Crimes ocorriam há cerca de três anos e foram descobertos após denúncia de vizinha; investigação aponta que mãe era conivente e entregava as filhas ao companheiro

A Polícia Civil de Minas Gerais, por meio da Delegacia Especializada de Atendimento à Mulher (Deam) de Uberlândia, prendeu um homem de 38 anos e uma mulher de 32 anos suspeitos de envolvimento em crimes de estupro de vulnerável contra duas irmãs. A prisão ocorreu em Poço Redondo, no estado de Sergipe, para onde o casal havia viajado.
Os investigados são o padrasto e a mãe das vítimas, que atualmente têm 10 e 14 anos. De acordo com a apuração policial, os abusos vinham ocorrendo há cerca de três anos, tendo começado quando a filha mais nova tinha apenas 7 anos e a mais velha, 12.
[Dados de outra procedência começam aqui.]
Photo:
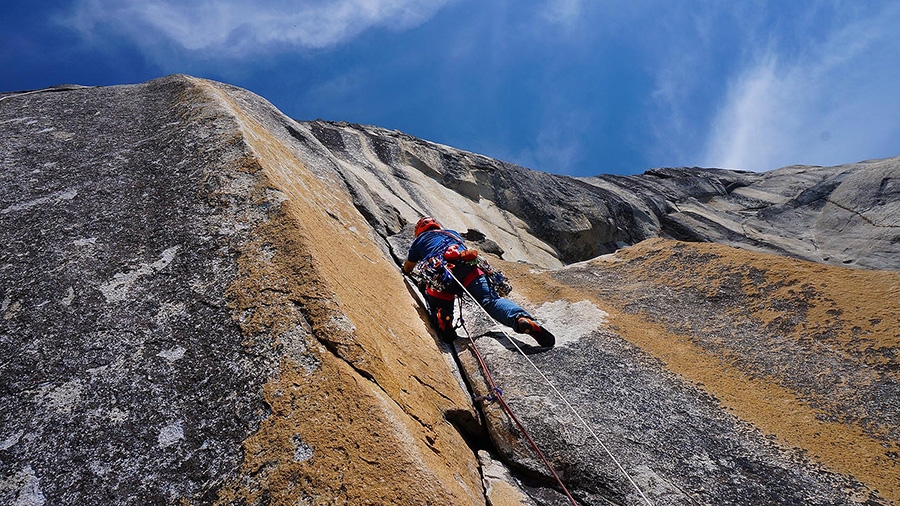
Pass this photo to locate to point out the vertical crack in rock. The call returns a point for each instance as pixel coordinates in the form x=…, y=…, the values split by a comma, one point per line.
x=381, y=440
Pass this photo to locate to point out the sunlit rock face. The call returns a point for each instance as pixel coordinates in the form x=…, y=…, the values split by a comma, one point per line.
x=201, y=303
x=546, y=219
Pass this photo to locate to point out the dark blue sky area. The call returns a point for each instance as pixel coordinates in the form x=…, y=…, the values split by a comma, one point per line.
x=563, y=86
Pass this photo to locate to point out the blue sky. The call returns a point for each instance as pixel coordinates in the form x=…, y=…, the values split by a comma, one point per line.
x=578, y=87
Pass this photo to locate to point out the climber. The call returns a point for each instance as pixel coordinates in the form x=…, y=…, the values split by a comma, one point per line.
x=446, y=247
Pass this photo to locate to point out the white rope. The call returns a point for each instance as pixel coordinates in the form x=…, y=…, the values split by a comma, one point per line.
x=558, y=393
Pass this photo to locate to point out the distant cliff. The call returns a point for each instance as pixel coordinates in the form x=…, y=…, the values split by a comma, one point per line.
x=201, y=303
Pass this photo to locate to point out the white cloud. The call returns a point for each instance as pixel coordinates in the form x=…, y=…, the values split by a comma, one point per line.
x=557, y=147
x=235, y=28
x=835, y=103
x=564, y=12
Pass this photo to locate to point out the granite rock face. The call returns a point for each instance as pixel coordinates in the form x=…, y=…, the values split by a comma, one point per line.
x=201, y=304
x=791, y=211
x=180, y=316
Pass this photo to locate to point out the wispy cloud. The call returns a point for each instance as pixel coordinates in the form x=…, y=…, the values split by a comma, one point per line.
x=237, y=29
x=835, y=102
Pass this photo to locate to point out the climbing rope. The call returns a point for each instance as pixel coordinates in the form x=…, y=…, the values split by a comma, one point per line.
x=497, y=395
x=552, y=387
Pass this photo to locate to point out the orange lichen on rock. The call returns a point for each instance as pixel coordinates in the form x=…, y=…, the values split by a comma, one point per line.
x=826, y=309
x=358, y=406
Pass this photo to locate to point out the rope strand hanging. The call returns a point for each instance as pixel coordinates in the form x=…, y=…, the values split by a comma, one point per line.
x=497, y=395
x=558, y=393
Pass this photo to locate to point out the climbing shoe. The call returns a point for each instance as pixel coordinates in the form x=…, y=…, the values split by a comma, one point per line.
x=525, y=325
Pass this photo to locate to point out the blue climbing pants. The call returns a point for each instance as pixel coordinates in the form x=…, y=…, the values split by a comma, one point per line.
x=503, y=310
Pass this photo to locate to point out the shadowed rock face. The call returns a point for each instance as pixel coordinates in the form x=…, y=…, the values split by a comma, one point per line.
x=201, y=303
x=792, y=211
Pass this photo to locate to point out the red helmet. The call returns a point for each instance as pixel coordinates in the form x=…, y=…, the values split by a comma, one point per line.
x=426, y=223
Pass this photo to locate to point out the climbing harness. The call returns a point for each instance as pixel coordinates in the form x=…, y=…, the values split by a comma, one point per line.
x=435, y=273
x=552, y=387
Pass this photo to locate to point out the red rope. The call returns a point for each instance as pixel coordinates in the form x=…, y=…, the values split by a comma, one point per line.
x=498, y=394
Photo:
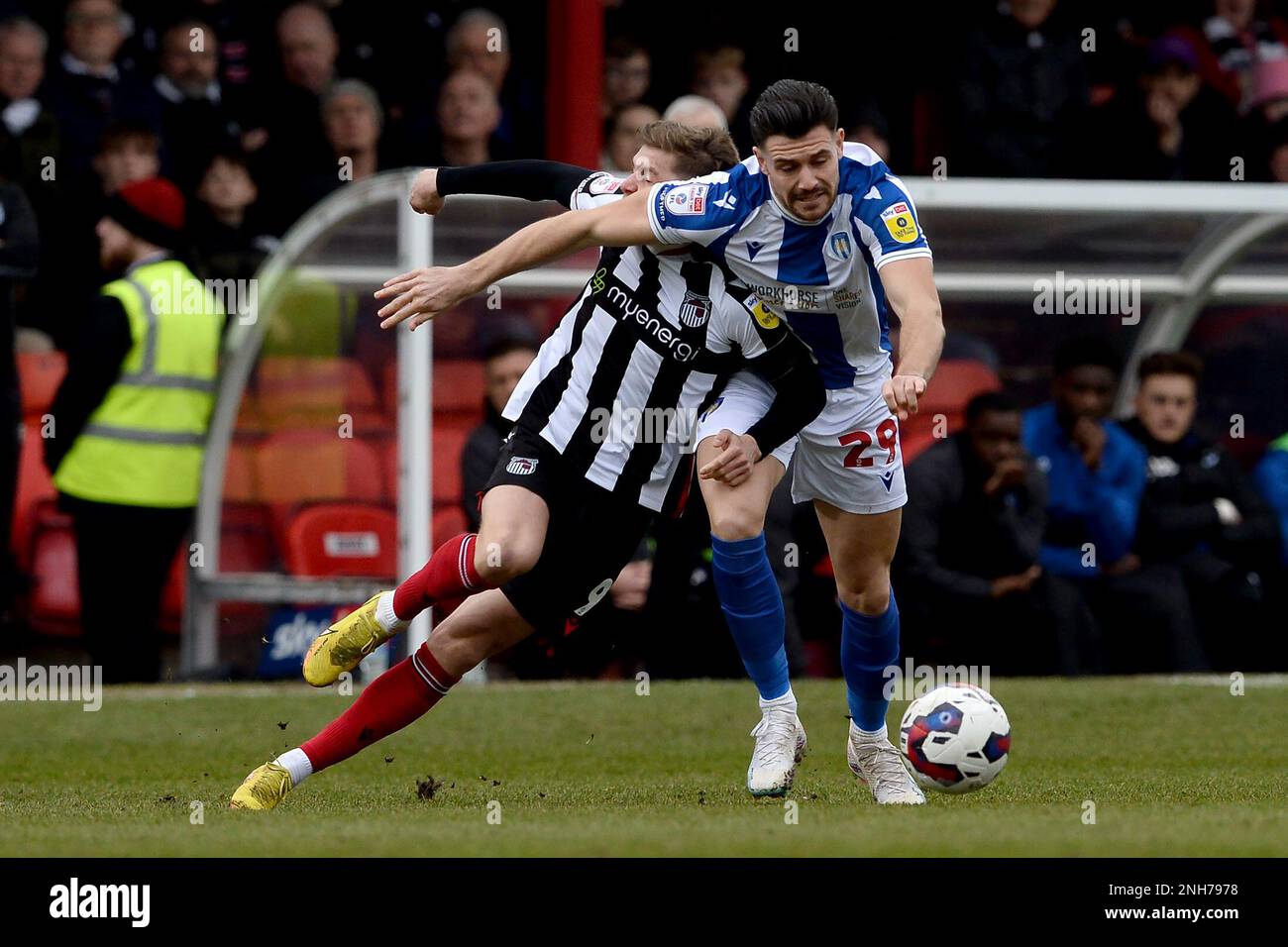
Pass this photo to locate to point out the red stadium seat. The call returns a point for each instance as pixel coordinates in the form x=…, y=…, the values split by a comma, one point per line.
x=445, y=470
x=35, y=489
x=39, y=376
x=449, y=521
x=458, y=389
x=54, y=598
x=343, y=540
x=956, y=381
x=295, y=467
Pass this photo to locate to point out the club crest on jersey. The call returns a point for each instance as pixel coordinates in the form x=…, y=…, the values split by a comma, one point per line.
x=603, y=184
x=686, y=198
x=764, y=315
x=696, y=309
x=838, y=247
x=901, y=223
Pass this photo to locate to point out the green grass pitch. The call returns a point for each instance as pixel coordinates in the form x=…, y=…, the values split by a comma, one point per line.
x=1173, y=767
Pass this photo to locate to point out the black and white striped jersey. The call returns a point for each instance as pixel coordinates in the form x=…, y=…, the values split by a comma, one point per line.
x=618, y=385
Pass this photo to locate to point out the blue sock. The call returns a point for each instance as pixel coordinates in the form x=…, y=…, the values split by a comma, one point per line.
x=754, y=608
x=870, y=643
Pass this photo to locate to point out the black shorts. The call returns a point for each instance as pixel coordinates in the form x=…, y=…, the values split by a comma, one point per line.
x=592, y=534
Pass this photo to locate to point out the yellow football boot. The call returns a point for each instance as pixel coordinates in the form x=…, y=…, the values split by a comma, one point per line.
x=263, y=789
x=343, y=646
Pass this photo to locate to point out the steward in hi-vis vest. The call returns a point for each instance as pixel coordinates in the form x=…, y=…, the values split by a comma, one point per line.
x=129, y=424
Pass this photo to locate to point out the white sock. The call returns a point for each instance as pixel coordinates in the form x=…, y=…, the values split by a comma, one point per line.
x=871, y=736
x=385, y=613
x=297, y=764
x=786, y=702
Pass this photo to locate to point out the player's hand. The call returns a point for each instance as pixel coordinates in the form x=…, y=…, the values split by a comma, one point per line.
x=1009, y=585
x=1089, y=436
x=424, y=192
x=630, y=590
x=1008, y=474
x=901, y=394
x=421, y=294
x=738, y=455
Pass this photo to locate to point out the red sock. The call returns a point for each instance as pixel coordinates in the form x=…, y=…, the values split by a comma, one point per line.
x=395, y=698
x=449, y=574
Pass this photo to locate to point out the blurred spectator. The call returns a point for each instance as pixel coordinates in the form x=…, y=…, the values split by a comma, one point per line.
x=296, y=142
x=969, y=548
x=30, y=133
x=503, y=364
x=696, y=111
x=230, y=241
x=468, y=116
x=1095, y=479
x=627, y=72
x=623, y=137
x=127, y=153
x=1199, y=512
x=721, y=77
x=868, y=125
x=1172, y=128
x=1021, y=93
x=132, y=414
x=480, y=42
x=89, y=89
x=1232, y=43
x=191, y=101
x=1271, y=479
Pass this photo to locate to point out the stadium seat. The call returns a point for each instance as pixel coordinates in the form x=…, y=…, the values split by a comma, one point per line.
x=956, y=381
x=35, y=491
x=449, y=521
x=343, y=540
x=54, y=607
x=458, y=389
x=295, y=467
x=446, y=468
x=39, y=376
x=296, y=392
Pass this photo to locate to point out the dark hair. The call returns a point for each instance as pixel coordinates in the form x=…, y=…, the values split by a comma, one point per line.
x=1086, y=350
x=698, y=151
x=1171, y=364
x=1000, y=402
x=791, y=107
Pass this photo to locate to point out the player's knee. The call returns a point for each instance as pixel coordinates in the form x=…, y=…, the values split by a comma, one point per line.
x=867, y=592
x=732, y=522
x=501, y=557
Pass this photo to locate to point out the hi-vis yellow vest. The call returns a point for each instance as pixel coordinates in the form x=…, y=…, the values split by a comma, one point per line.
x=143, y=445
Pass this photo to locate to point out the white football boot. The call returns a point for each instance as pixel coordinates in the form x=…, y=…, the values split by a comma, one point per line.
x=780, y=746
x=877, y=764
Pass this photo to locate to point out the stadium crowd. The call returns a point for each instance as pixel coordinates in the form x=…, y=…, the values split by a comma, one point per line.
x=1042, y=540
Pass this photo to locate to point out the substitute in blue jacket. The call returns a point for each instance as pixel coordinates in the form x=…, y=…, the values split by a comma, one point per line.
x=1140, y=615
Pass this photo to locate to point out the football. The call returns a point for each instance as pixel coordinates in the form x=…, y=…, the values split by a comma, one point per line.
x=954, y=738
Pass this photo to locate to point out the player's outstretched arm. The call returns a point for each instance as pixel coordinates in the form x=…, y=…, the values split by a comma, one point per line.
x=419, y=295
x=910, y=287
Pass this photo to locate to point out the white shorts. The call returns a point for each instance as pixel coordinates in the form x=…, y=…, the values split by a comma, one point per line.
x=849, y=457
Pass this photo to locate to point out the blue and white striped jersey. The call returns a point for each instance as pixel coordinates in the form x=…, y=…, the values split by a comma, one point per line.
x=824, y=274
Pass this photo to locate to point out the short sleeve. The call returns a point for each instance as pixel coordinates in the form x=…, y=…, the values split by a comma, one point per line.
x=697, y=210
x=887, y=221
x=596, y=189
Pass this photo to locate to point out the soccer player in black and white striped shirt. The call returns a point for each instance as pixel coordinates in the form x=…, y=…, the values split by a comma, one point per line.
x=603, y=437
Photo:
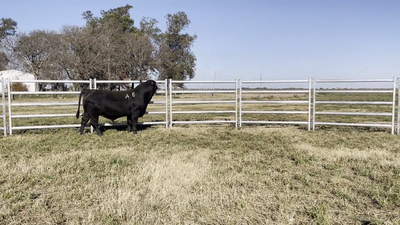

A investigação teve início após uma vizinha da avó das crianças suspeitar da situação. O casal, que morava em Uberlândia, viajou para Sergipe com o objetivo de tirar a Carteira Nacional de Habilitação (CNH) e deixou as filhas sob os cuidados da avó. Durante esse período, a vizinha passou a ter mais contato com as irmãs, percebeu comportamentos diferentes nelas e, após ouvir relatos das menores, procurou a delegacia.
Segundo o delegado-regional da Polícia Civil, Gustavo Anai, a denúncia foi o ponto de partida crucial para revelar a gravidade do cenário familiar. Foi graças à denúncia que conseguimos apurar o modus operandi e todos os crimes cometidos pelo padrasto e pela mãe, afirmou o delegado. A investigação apontou que a mãe tinha pleno conhecimento dos abusos e, além de ser conivente, entregava as próprias filhas ao companheiro.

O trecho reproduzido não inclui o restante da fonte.